As for not releasing the specs for their older chips… Why would they? They want you to buy their current chips. Sure, it would be useful for many people, including myself. After all, I still use a GF4 Ti4200. Still, they are a corporation with shareholders, not a charity. It’s all about money and keeping control on their products while avoiding potential lawsuits for stepping on some patents or exposing a workaround to a copy protection (TV out with Macrovision comes to mind)… Same for ATI, by the way. (Un)fortunately (depending from which point of view you are looking), it’s not engineers that are running enterprises.
———Regarding your title, a GPL policy wouldn’t do much good. To my knowledge, X.org is released on a BSD-like licence.——–
Ok. They need a work-with-the-OSS-community policy.
———As for not releasing the specs for their older chips… Why would they?————
Because smaller companies such as XGI are talking about it. Even if they don’t do it for another year this is a good way to gain marketshare.
The last thing nVidia(or ATi, whoever) wants is more competition.
——–They want you to buy their current chips.———
I know. I know I’m not a majority, but I know there are alot more linuxheads like myself who would very easily switch to XGI for the OSS driver. And nVidia knows this. They’ve been happy to have *the* card of the linux community, thanks in part to the amount of effort they’ve put into their driver.
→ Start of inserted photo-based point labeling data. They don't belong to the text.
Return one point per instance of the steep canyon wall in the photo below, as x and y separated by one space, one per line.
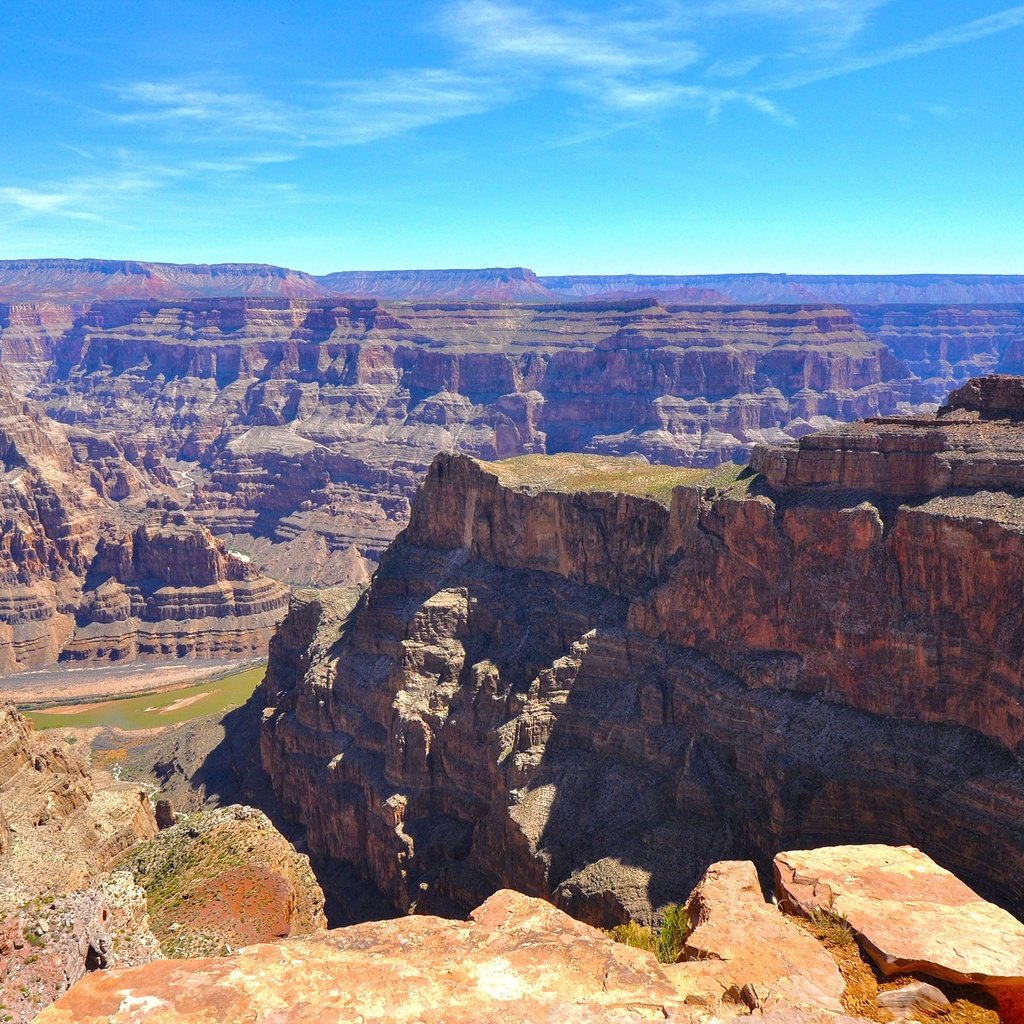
298 429
590 695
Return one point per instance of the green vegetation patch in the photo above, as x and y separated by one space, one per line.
666 942
151 711
567 473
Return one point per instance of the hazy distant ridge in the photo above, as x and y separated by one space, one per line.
88 280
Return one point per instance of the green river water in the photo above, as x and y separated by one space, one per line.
145 712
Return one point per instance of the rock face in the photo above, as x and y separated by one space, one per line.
588 695
87 280
909 914
519 961
299 430
61 830
95 564
223 879
740 942
59 834
516 960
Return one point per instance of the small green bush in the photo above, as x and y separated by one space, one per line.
675 928
637 936
666 942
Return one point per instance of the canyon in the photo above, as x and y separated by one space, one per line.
88 280
586 693
297 430
98 561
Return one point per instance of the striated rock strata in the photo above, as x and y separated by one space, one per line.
95 562
60 832
298 430
588 695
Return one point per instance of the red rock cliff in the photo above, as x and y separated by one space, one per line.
591 695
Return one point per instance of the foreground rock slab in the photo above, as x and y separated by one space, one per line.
742 943
910 914
516 960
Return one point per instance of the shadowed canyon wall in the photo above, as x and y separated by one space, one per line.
591 695
98 561
297 429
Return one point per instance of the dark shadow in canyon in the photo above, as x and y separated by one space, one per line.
663 762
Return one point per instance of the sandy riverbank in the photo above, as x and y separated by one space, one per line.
97 683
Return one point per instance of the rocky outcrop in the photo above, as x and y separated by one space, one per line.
222 879
516 961
60 833
87 280
744 945
588 695
910 915
61 829
519 961
47 944
94 561
299 430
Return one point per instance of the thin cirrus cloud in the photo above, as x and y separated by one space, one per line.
616 67
83 198
350 113
968 32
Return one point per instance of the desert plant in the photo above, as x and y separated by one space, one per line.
672 935
666 942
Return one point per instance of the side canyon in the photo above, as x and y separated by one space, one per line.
587 693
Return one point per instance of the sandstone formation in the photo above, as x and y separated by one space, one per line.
48 943
61 830
223 879
743 943
588 694
59 834
299 430
910 914
96 563
516 961
87 280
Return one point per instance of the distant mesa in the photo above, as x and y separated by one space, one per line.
88 280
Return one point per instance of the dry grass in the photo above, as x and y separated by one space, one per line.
864 981
566 473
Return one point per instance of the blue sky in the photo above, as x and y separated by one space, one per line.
676 137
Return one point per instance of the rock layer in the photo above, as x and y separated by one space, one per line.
96 563
299 430
59 834
591 695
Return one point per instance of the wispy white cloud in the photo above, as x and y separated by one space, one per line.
345 113
956 36
34 202
521 34
822 24
734 67
85 198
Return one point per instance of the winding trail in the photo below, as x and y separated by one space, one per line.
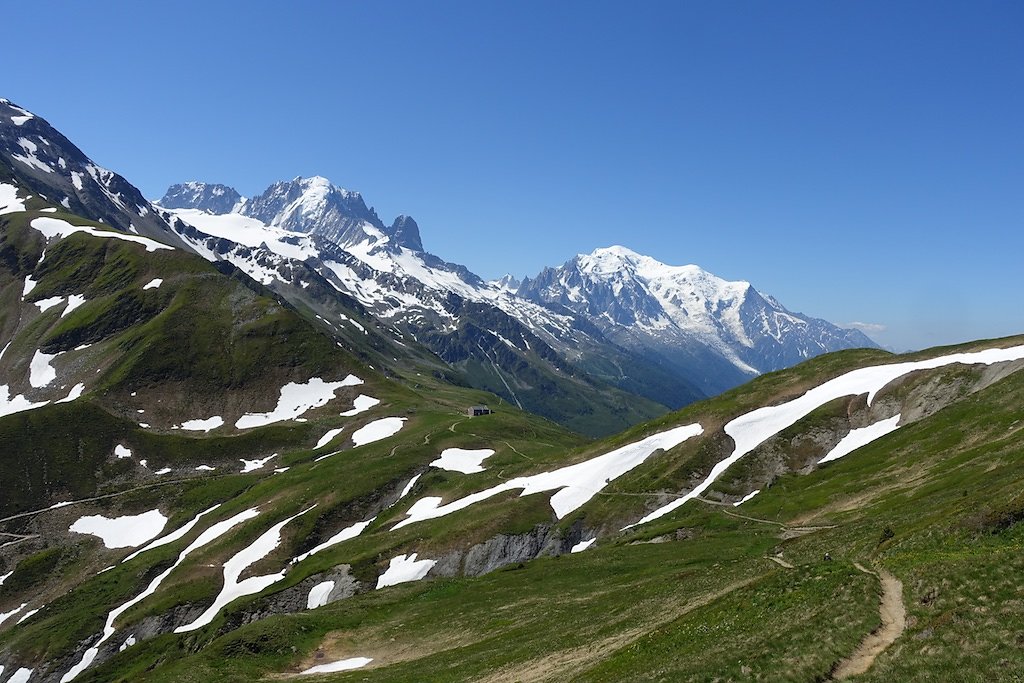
893 622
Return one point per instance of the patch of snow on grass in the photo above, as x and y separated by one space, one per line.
377 430
6 615
46 304
8 200
76 392
173 536
233 567
404 568
41 373
409 486
20 676
28 614
74 301
328 437
747 498
361 403
583 545
296 399
318 595
462 460
203 425
54 227
9 404
126 531
862 436
576 483
752 429
205 538
344 665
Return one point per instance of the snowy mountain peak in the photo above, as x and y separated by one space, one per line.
507 283
725 327
406 232
210 197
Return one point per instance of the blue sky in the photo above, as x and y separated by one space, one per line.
859 161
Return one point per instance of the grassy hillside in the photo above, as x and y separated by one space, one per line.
786 586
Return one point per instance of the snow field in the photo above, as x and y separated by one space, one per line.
126 531
462 460
576 483
296 399
54 227
754 428
344 665
404 568
233 567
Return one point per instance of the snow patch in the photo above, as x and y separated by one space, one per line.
404 568
747 498
233 567
344 535
41 373
862 436
377 430
253 465
576 483
462 460
344 665
328 437
76 392
126 531
8 200
296 399
74 301
203 425
318 595
55 227
583 545
361 403
752 429
46 304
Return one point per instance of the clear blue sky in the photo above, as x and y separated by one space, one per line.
859 161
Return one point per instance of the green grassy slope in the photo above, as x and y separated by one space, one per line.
694 595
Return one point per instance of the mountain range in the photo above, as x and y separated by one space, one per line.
623 317
229 452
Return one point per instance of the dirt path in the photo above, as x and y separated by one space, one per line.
893 622
562 665
787 530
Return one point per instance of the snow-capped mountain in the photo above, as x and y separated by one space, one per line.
694 319
48 164
530 355
586 358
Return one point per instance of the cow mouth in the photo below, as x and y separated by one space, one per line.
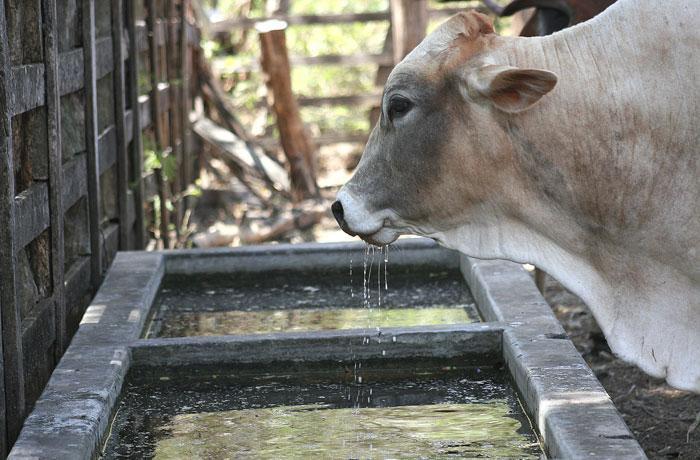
383 237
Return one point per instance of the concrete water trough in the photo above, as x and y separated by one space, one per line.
271 352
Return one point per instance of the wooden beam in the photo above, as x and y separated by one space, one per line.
91 140
346 18
32 213
27 88
74 181
409 21
174 130
226 25
296 143
53 119
118 80
12 400
136 149
153 51
184 72
327 59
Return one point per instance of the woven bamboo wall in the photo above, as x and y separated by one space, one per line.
84 85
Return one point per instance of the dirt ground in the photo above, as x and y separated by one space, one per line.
664 420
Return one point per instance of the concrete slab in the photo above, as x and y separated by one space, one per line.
70 419
300 257
569 407
477 344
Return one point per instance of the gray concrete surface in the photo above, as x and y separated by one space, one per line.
567 404
69 420
476 343
571 410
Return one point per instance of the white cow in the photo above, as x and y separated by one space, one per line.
577 152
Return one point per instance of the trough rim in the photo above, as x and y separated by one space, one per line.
559 391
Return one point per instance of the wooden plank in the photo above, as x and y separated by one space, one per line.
183 75
326 59
133 125
352 99
53 115
144 105
38 338
38 331
118 80
150 186
12 385
107 148
270 143
409 21
296 144
110 243
226 25
77 282
27 88
236 151
93 174
174 130
105 56
70 71
31 213
142 37
153 51
74 181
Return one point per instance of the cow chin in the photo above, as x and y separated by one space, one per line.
383 237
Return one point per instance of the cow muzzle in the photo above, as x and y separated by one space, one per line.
354 219
339 214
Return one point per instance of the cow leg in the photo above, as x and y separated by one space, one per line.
540 276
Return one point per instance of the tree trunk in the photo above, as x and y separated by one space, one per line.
296 143
409 21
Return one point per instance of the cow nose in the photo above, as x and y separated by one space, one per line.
339 215
337 209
If I were recommending a card to a friend, I’d definately say nvidia first. But let XGI take the OSS route and they’ll become the first choice for many.
Linux might not have much marketshare now, but it keeps growing.
———–Still, they are a corporation with shareholders, not a charity. It’s all about money and keeping control on their products while avoiding potential lawsuits for stepping on some patents or exposing a workaround to a copy protection———-
I know. That’s why I don’t expect them to open a new card family’s docs. They have legitimate reasons to protect their shiny new IP. And if XGI became a bigger player I wouldn’t expect them bother with it either.
Apparently it’s just me.
Because smaller companies such as XGI are talking about it. Even if they don’t do it for another year this is a good way to gain marketshare.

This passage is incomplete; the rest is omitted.